Hulusi Akar, basının, modern zamanın günlük hayatın olmazsa olmazı olduğunu söyledi. Basının, demokrasinin temel öğelerinden biri olduğunu belirten Akar, basının yapacağı görevlerin çok önemli hale geldiğini ifade ederek, medya mensuplarını başarılarından dolayı kutladı.

Gazeteciler Cemiyeti’nde konuşan Akar,” Demokrasinin vazgeçilmez unsurlarından biri oldu basın. Basının gücü ve basının yapacağı görevler çok önemli hale geldi. O yüzden basınımızın yaptığı önemli görevler var. Burada kamuoyunun aydınlatılması, insanların gerçeklere ulaşabilmesi, gerçekle kamu arasında iletişim kurulması ve bunların sağlanması çok önemli. Gerçekten buna ihtiyaç var. Olayların anlaşılması, anlamlandırılması, bilinmesi, herhangi bir şekilde keyfiliğin olmaması basının görevi... Bu haklarının da meslek ilkeleriyle ve ahlak esaslarıyla da çerçevelendirilmesi gerekiyor. Bu genel bir husus bütün dünya için, basının da kendini sınırlaması gerekiyor. Bizim bir ülkemiz ve milletimiz var ve bunların da bir savunma güvenlik ihtiyacı var. Refah ve beka hakkı var. Dolayısıyla bayraktan, vatandan, Cumhuriyetten yana olacağız. Tarafsızlık dediğimiz şey, olayı objektif görmek ve değerlerimizden de vazgeçmemek demek” dedi.

Bakan Akar, Ermeni meselesinde de basının dirayetli olması gerektiğini belirterek, “Örneğin bir Ermeni meselesi var. Basının bu konuda dirayetli, planlı, bilgili olması lazım. Biz Allah selamet versin, Nisan’ın 23-24’üne kadar bekliyoruz ve 3 günlük bir gündem maddemiz var bizim. Çeşitli ülkelerden çeşitli basın unsurlarında bazı haberler çıkıyor, bazı kararlar alınıyor. 2 gün sonra unutuyoruz. Bu mesele bir milli davaysa bizim milli meselemizse bizim bu konularda bilgimizi ve görgümüzü arttırmamız lazım. Çalışmalarımızı yapmamız lazım ve bununla ilgili bütün eylemler, söylemler ne ise bunları basın olarak yapmamız lazım ve ya yapması gerekenleri de uyarmamız lazım. Bizim başlatıcı rolü oynamamız lazım. Dezenformasyon, iftira ve yalan meselesi maalesef sık sık gördüğüm olaylardan biri. Bu konuda da çok hak ve hukuk meselesi var. Bizim de burada şunu yap, bunu yap diye şikayette bulunmak yerine yine bizim yerli ve milli basınımızın bu konuda da tepki vermesi lazım. Yani bunların doğrusunu çıkarması lazım” sözlerinde bulundu.
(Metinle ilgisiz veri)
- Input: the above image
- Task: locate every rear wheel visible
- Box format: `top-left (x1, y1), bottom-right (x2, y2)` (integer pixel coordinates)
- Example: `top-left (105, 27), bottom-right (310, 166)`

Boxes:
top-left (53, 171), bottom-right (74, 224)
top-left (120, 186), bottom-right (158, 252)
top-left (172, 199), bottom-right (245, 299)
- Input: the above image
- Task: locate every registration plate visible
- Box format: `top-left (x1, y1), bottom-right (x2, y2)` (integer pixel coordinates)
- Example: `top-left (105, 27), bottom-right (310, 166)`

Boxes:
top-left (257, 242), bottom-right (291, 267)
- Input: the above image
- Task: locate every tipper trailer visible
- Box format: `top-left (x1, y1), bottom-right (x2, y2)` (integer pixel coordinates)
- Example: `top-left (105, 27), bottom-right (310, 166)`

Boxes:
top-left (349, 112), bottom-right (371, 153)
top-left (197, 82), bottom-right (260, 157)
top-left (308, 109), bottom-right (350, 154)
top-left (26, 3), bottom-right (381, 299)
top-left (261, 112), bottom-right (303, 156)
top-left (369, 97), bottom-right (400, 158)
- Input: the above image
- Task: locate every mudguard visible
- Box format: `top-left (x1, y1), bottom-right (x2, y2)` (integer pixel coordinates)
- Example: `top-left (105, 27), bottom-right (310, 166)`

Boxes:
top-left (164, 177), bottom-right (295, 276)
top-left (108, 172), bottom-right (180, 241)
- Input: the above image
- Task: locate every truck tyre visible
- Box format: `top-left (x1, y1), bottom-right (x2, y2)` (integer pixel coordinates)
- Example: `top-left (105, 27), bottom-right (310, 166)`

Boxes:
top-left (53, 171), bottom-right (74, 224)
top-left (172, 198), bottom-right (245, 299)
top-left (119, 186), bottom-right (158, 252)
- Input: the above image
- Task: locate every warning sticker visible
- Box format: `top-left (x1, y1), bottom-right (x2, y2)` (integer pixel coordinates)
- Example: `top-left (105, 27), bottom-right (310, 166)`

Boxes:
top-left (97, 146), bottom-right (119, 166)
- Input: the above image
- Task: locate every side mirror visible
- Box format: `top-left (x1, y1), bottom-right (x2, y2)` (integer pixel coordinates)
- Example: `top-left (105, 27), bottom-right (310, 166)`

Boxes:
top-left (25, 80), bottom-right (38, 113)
Yunanistan ile, problemlerin çözümün konusunda samimi ve ciddi olduklarını söyleyen Bakan Hulusi Akar, “Yakın zamanlarda bir hudutlar konusu var. Bir fotoğraf çıkıyor, bir film çekiliyor ve bir video konuluyor. Aslına bakılınca bir şey yok ama bunun üzerine de muhakeme yapılıyor. Bunun üzerinden haberler geliştiriliyor. Bu manada da basın mensuplarının görevleri önemli. Biz Yunanistan’la problemlerimizi hukuk içerisinde çözmeye çalışıyoruz. Bu konuda çok samimiyiz ve çok ciddiyiz, istekliyiz. Bunu yapmaya çalışıyoruz. Ege Denizi ‘dostluk ve barış denizi’ olsun. Buradaki zenginlikler taraflarca adil bir şekilde paylaşılsın. Asıl konu bu, hal böyleyken bir şekilde dezenformasyon var. Tam hatırlamıyorum bundan 3-5 sene önce Yunanistan televizyonunda bir video gösteriliyor. Videoda da bizim birlikler var, çıkarmacılıkları var. Çıkarmaya gidiyorlar. Türkler adaya geliyor diye çıkardılar ve o kadar ciddiye alıyorlar ki adalar boşaldı diyorlar. Ana karaya gitti diyorlar. Bu video ise bizim 10-20 sene önce yapılmış olan bir tatbikattaki normal yayınladığımız bir video. Bu konularda uyanık olmamız lazım. Hak ve hukuku tesis edebilmek için de bilgili olmak ve güçlü olmak lazım. Biz yerli ve milli olanın yanındayız. Bu bayrak bizim bayrağımız. Bunun için yapmamız gereken ne varsa yapacağız inşallah” diye söyledi.